Why wouldn't it be so? There is something to be said not only for division of labour--the foundation, after all, of civilization itself--and for taking care of one another as a natural expression of love. The symbiosis of male and female has to do with a lot more than having sex.
According to a recent piece in Forbes magazine, reviewing the research to date, “professional women are more likely to get divorced, more likely to cheat, less likely to have children, and, if they do have kids, they are more likely to be unhappy about it.”
And get this nugget: “A recent study in Social Forces, a research journal, found that women--even those with a ‘feminist’ outlook--are happier when their husband is the primary breadwinner.”
This means that the feminist drive to equal pay for women ensures that 50% of marriages are going to be unhappy on this factor alone.
The incidence of divorce is far higher when both spouses work.

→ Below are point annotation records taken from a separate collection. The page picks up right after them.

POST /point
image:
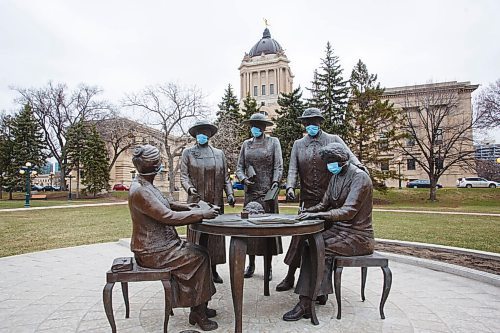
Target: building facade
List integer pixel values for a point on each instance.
(413, 98)
(265, 73)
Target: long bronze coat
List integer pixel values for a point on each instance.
(205, 169)
(306, 163)
(156, 244)
(348, 204)
(264, 156)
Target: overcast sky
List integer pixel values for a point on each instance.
(124, 45)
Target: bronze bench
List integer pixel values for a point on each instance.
(372, 260)
(135, 274)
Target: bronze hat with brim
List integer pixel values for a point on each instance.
(311, 113)
(202, 124)
(258, 118)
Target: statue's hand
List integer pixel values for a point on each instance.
(230, 200)
(193, 206)
(210, 213)
(306, 216)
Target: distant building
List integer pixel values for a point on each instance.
(265, 73)
(487, 151)
(402, 97)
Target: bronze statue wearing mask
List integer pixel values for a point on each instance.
(156, 244)
(347, 206)
(307, 165)
(204, 176)
(260, 168)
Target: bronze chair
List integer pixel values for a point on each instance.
(372, 260)
(135, 274)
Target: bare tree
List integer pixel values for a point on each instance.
(118, 134)
(56, 109)
(488, 105)
(171, 107)
(439, 131)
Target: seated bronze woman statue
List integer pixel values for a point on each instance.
(156, 244)
(346, 208)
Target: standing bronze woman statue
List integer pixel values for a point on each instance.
(260, 168)
(156, 244)
(204, 176)
(307, 165)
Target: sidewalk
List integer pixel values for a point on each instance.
(61, 291)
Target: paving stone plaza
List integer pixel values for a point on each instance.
(61, 291)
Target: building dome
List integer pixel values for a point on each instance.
(266, 45)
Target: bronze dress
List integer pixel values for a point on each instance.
(264, 156)
(205, 169)
(156, 244)
(348, 204)
(306, 163)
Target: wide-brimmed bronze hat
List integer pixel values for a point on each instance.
(202, 124)
(258, 118)
(311, 113)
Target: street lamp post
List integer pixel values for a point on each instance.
(28, 171)
(399, 161)
(69, 194)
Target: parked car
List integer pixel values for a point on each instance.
(421, 183)
(35, 187)
(50, 188)
(238, 186)
(120, 187)
(476, 182)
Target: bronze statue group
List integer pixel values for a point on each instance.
(334, 187)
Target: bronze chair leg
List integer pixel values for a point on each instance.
(125, 299)
(168, 303)
(337, 277)
(387, 289)
(364, 271)
(267, 267)
(108, 304)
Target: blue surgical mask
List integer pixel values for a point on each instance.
(334, 168)
(256, 132)
(312, 130)
(202, 139)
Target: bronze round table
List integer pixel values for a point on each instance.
(268, 225)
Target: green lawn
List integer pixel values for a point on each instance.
(28, 231)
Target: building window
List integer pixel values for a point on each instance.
(439, 162)
(384, 165)
(439, 136)
(410, 164)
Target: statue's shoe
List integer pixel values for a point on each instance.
(297, 313)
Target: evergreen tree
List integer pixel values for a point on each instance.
(76, 137)
(375, 123)
(330, 94)
(288, 128)
(229, 104)
(29, 144)
(95, 163)
(230, 133)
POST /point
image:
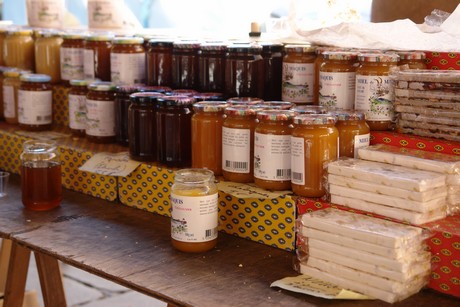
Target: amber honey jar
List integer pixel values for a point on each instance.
(298, 75)
(127, 60)
(207, 122)
(100, 112)
(374, 89)
(337, 77)
(35, 100)
(238, 143)
(314, 143)
(96, 56)
(354, 132)
(40, 175)
(194, 214)
(272, 150)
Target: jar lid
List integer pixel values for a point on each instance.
(36, 78)
(210, 106)
(102, 86)
(128, 40)
(378, 57)
(314, 119)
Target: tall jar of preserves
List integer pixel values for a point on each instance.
(18, 49)
(72, 56)
(374, 90)
(96, 56)
(194, 215)
(298, 77)
(207, 123)
(211, 67)
(314, 143)
(238, 144)
(244, 71)
(100, 112)
(272, 150)
(47, 54)
(174, 123)
(35, 102)
(337, 77)
(185, 64)
(354, 132)
(40, 175)
(127, 60)
(159, 62)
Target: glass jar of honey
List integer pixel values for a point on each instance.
(174, 123)
(18, 49)
(159, 62)
(337, 77)
(374, 89)
(354, 132)
(35, 102)
(238, 144)
(47, 54)
(272, 150)
(96, 56)
(100, 112)
(127, 60)
(298, 75)
(314, 143)
(207, 123)
(194, 214)
(40, 175)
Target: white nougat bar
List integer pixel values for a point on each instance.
(362, 227)
(386, 174)
(386, 190)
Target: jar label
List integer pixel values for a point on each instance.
(374, 96)
(100, 117)
(127, 68)
(35, 107)
(298, 82)
(77, 112)
(272, 157)
(88, 64)
(194, 218)
(236, 145)
(9, 105)
(337, 89)
(298, 160)
(72, 64)
(360, 142)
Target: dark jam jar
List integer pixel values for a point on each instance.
(185, 64)
(211, 67)
(174, 115)
(142, 126)
(244, 71)
(159, 62)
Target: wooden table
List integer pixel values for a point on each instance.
(132, 248)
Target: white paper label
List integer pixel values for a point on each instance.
(194, 218)
(100, 118)
(77, 112)
(298, 82)
(337, 89)
(127, 68)
(9, 103)
(35, 107)
(236, 145)
(374, 96)
(298, 160)
(272, 157)
(72, 62)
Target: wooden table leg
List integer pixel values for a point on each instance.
(50, 280)
(17, 276)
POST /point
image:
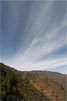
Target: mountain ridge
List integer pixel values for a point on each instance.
(44, 85)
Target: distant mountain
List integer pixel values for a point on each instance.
(31, 86)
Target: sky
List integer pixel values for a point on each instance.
(33, 34)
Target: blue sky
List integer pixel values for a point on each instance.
(33, 34)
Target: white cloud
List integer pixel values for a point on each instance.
(43, 42)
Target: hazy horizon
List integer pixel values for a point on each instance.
(33, 34)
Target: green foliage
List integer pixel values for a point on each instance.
(8, 85)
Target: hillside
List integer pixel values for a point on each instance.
(32, 85)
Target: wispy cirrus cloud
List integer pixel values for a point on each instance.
(40, 29)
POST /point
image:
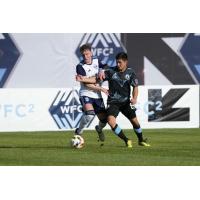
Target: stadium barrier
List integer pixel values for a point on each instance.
(173, 106)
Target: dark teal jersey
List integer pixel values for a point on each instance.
(120, 84)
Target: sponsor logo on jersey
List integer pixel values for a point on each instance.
(66, 109)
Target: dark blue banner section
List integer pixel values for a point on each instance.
(9, 55)
(191, 53)
(178, 67)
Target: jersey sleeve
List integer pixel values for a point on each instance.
(108, 74)
(80, 70)
(134, 80)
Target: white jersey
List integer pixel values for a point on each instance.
(89, 71)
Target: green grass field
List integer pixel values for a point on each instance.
(170, 147)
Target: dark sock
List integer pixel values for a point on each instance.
(118, 131)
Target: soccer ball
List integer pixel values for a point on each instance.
(77, 142)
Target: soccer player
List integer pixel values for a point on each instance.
(120, 80)
(90, 94)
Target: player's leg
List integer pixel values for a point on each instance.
(129, 112)
(100, 111)
(88, 114)
(138, 131)
(112, 113)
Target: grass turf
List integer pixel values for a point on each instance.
(169, 147)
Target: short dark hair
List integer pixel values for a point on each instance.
(85, 47)
(122, 55)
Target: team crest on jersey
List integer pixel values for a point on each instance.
(9, 54)
(66, 109)
(105, 46)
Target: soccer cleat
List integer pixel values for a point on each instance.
(129, 144)
(144, 143)
(100, 133)
(76, 132)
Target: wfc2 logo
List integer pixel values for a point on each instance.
(66, 109)
(105, 46)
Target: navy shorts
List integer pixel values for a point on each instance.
(97, 104)
(125, 108)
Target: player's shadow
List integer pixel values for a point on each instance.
(33, 147)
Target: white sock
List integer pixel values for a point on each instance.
(85, 120)
(101, 125)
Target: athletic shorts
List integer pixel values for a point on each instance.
(97, 104)
(125, 108)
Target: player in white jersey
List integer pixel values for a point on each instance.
(90, 94)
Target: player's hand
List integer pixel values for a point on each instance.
(133, 101)
(104, 90)
(79, 78)
(101, 75)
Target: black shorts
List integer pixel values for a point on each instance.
(125, 108)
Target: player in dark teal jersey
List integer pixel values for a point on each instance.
(120, 80)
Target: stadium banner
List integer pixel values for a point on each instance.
(48, 60)
(54, 109)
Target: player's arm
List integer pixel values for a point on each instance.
(91, 83)
(85, 79)
(134, 84)
(97, 88)
(134, 95)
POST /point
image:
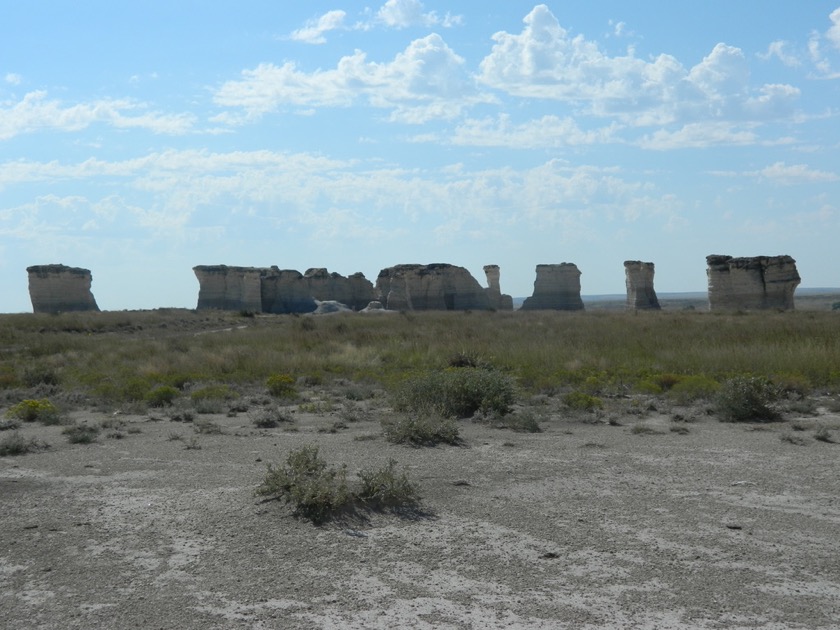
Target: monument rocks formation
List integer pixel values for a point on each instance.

The more hours the wife works, the more likely the divorce; whether the husband works longer or shorter hours or not does not seem to matter.
Meantime, consider this: a good marriage means a higher income, a longer, healthier life, and better-adjusted, healthier, brighter children. Conversely, a failed marriage means a lower income—on average, a 77% drop in net worth—a shorter, sicker life, and badly-adjusted, sicker, less intelligent children.
Whatever else it has done, good or bad, this is one demonstrable heritage of feminism—for both men and women.